Slocum History 1936
History of Slocum Written in 1936
Slocum. "My father E. T. McDaniel, the first postmaster of Slocum, worked to get an office established here. He carried the mail for six months, without pay, from Elkhart to 'Cross Roads' before 'Uncle Sam' would agree that this community was entitled to an office. There was no store and no church. But when the Government agreed to put in a post office, E. T. McDaniel put in a stock of goods and had the post office in his store. The office was named Slocum, probably because the victory had been a SLOW COME.
"The school was a one teacher school and Young Lacy was one of the first teachers. About the same time the post office was established in 1898 this was made an independent school district. It thus became one of the first independent districts in Anderson County. The neighborhood consisted of the Geo. Densons, the Grays, the Butlers, Alfords, and Days.
"Mr. Gray bought McDaniel out after a time and the store and post office were moved from the first location on the old Palestine road to a place near its present site. Gray was succeeded by Geo. Henderson who, by right of purchase, became merchant and postmaster of Slocum.
"The Grays left Slocum for a while, but returned from Robert Lee County and bought Henderson out. Mrs. Cora Gray Strong was postmaster for a number of years after that.

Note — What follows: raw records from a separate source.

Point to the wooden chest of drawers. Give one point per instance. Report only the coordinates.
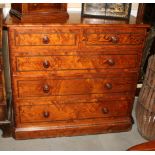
(73, 78)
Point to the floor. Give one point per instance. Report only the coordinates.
(106, 142)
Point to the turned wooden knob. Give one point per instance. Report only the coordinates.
(46, 114)
(108, 85)
(46, 88)
(46, 64)
(46, 40)
(105, 110)
(111, 62)
(35, 4)
(114, 39)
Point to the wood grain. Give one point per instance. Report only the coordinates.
(73, 78)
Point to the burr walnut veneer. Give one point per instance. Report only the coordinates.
(73, 78)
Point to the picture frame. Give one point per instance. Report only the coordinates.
(106, 10)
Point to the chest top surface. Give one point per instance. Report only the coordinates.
(74, 19)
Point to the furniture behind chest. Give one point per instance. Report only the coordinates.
(73, 78)
(2, 86)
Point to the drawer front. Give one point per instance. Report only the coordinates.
(43, 7)
(47, 37)
(74, 62)
(113, 37)
(62, 87)
(72, 111)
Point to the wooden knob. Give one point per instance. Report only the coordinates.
(46, 114)
(114, 39)
(108, 85)
(46, 40)
(111, 62)
(46, 88)
(35, 4)
(105, 110)
(46, 64)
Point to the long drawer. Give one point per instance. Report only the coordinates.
(56, 36)
(43, 87)
(74, 62)
(72, 111)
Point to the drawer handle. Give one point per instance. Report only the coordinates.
(35, 4)
(46, 88)
(105, 110)
(46, 40)
(111, 62)
(114, 39)
(46, 64)
(46, 114)
(108, 85)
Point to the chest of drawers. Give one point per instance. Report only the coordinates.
(73, 78)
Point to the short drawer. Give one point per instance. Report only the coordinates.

"The Baptist church of Slocum was organized about 1899. Services were held in the school house. Brother Ferguson was the first pastor, Rev. Mr. Caldwell succeeding him. Other Baptist pastors to follow were: Revs. W. D. Andrews, W. D. Defoor, J. S. McDaniel, and Jim Roach. No church was built until 1917 or 18. The M. E. and the Christians also held services in the school house in the early days. Some of the early Christian pastors were Revs. Leek, F. M. Trimble, and Lediker. About the same time that Baptists built, the Methodists and the Christians together erected a building, also. After the cyclone both churches were rebuilt.
"One hundred, fifty were injured in the Slocum storm of 1929. Eight were killed outright. My brother, Pink McDaniel and his wife, formerly Mary Day, were amongst the killed, as were Mrs. Kirkwood and two children. The Kirkwood survivors, father, grandfather and two children were all seriously injured and their home a wreck. Two houses only were left standing in Slocum, the Raines home and Mrs. Roger Davis' house. Last named was unroofed.
"I was a member of school board at time of storm. We all appreciated the fine work Senator Greer and Col. Strong did for us in securing the State appropriation to rebuild the school. I have served as member of the school board for about twenty-five years in all, and I don't think any services for any school were ever more deeply appreciated than these. The entire school and the community, generally, gained new courage to 'carry on' with this splendid exhibition of sympathy.